Exercise 2: Compare Online and Offline

Start your MCP server again. Send the same Chapter 1 message:

text
Teach me about variables in Module 9.3, Chapter 1.

Compare the online response to the offline shim response. List what the server adds that the shim cannot provide.

What you are learning: The gap between online and offline shows the value your server delivers. Progress tracking, personalized exercises, and code execution are features learners will pay for. The shim is the free floor; the server is the premium ceiling.

Exercise 3: Improve the Predict Step

Ask your agent to critique the shim's teaching instructions:

text
Read the tutorclaw-shim SKILL.md. Analysis: - Is the predict step specific enough? - How would you improve the instructions so the agent asks better prediction questions for each chapter topic? Update the instructions and verify the improvement in the agent's output.

What you are learning: The quality of the shim depends on the quality of its instructions. Vague instructions produce vague teaching. Specific instructions produce consistent, effective teaching.


James stopped the server again. He sent the message. The response came back with structure: a code snippet, a prediction question, a pause for his answer. Not perfect. No awareness of his previous sessions, no exercises pulled from his weak areas. But structured. Intentional.

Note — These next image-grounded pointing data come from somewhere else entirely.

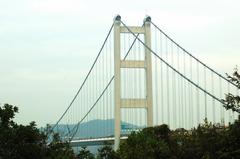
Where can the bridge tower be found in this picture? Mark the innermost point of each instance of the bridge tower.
(146, 64)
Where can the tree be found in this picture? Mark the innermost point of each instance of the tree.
(85, 154)
(27, 142)
(233, 101)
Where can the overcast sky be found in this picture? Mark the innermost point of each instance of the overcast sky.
(48, 46)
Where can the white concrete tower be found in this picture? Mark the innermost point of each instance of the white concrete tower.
(146, 64)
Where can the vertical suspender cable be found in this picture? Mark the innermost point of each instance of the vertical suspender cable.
(168, 99)
(161, 80)
(156, 79)
(197, 91)
(205, 95)
(213, 100)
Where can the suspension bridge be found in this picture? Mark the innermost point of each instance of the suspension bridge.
(141, 77)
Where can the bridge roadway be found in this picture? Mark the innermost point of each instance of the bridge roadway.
(94, 141)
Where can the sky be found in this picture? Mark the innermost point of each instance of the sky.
(48, 46)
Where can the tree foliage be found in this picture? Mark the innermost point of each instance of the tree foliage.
(27, 142)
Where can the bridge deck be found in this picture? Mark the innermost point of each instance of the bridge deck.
(93, 141)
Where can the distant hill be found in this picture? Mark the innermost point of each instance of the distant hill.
(95, 128)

"Fifty lines of Markdown," he said. "That is all it took."

Emma nodded, but her face was serious. "My second agent product died because we had no offline fallback. The server went down for four hours during a client demo. The agent became useless. Generic responses, no methodology, no awareness. We lost the contract." She paused. "A shim would have saved us. Four hours of degraded-but-functional is infinitely better than four hours of 'I am a helpful AI assistant.'"

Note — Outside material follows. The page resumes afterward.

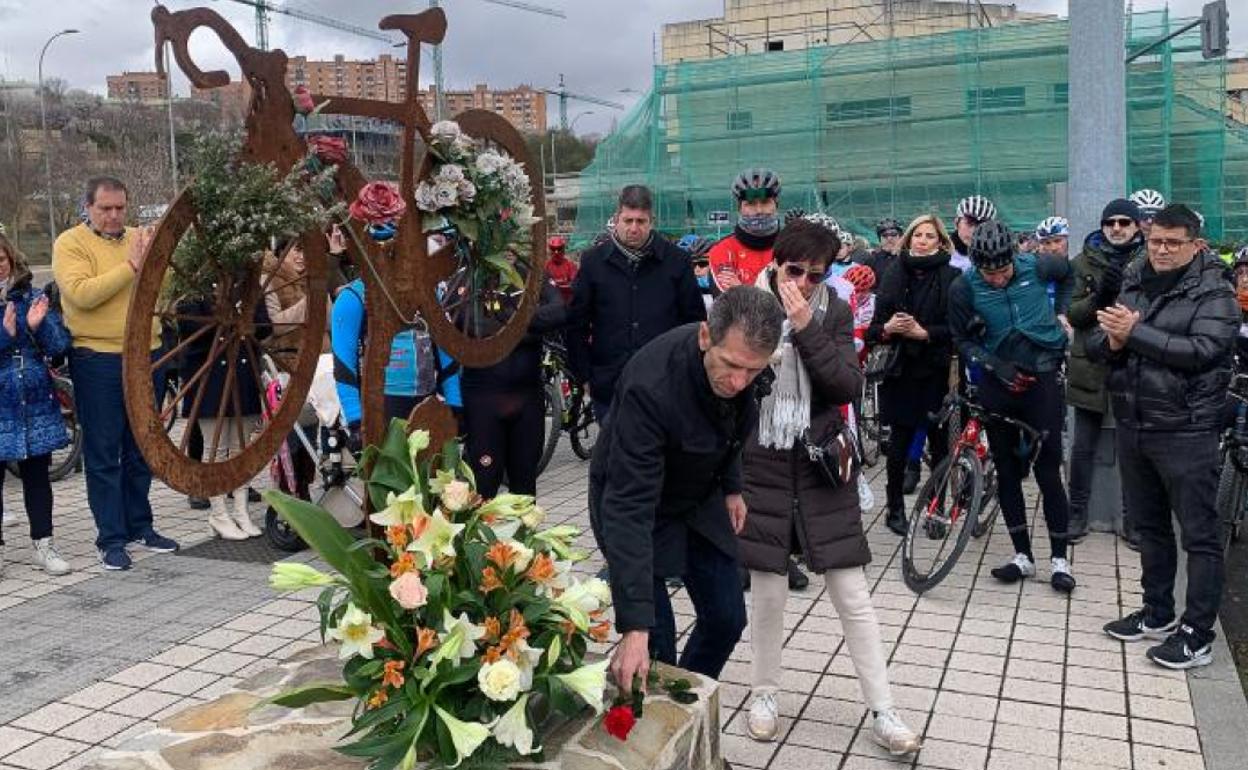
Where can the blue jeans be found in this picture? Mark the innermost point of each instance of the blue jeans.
(714, 583)
(117, 477)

"How long did it take you to figure that out?"

"One lost contract." She closed the terminal. "Your agent has nine tools and a shim. It works when the server is up and degrades gracefully when the server is down. But it still does not know who it is. Ask it 'who are you?' and it gives a generic answer. Module 9.3, Chapter 17: give TutorClaw its own identity."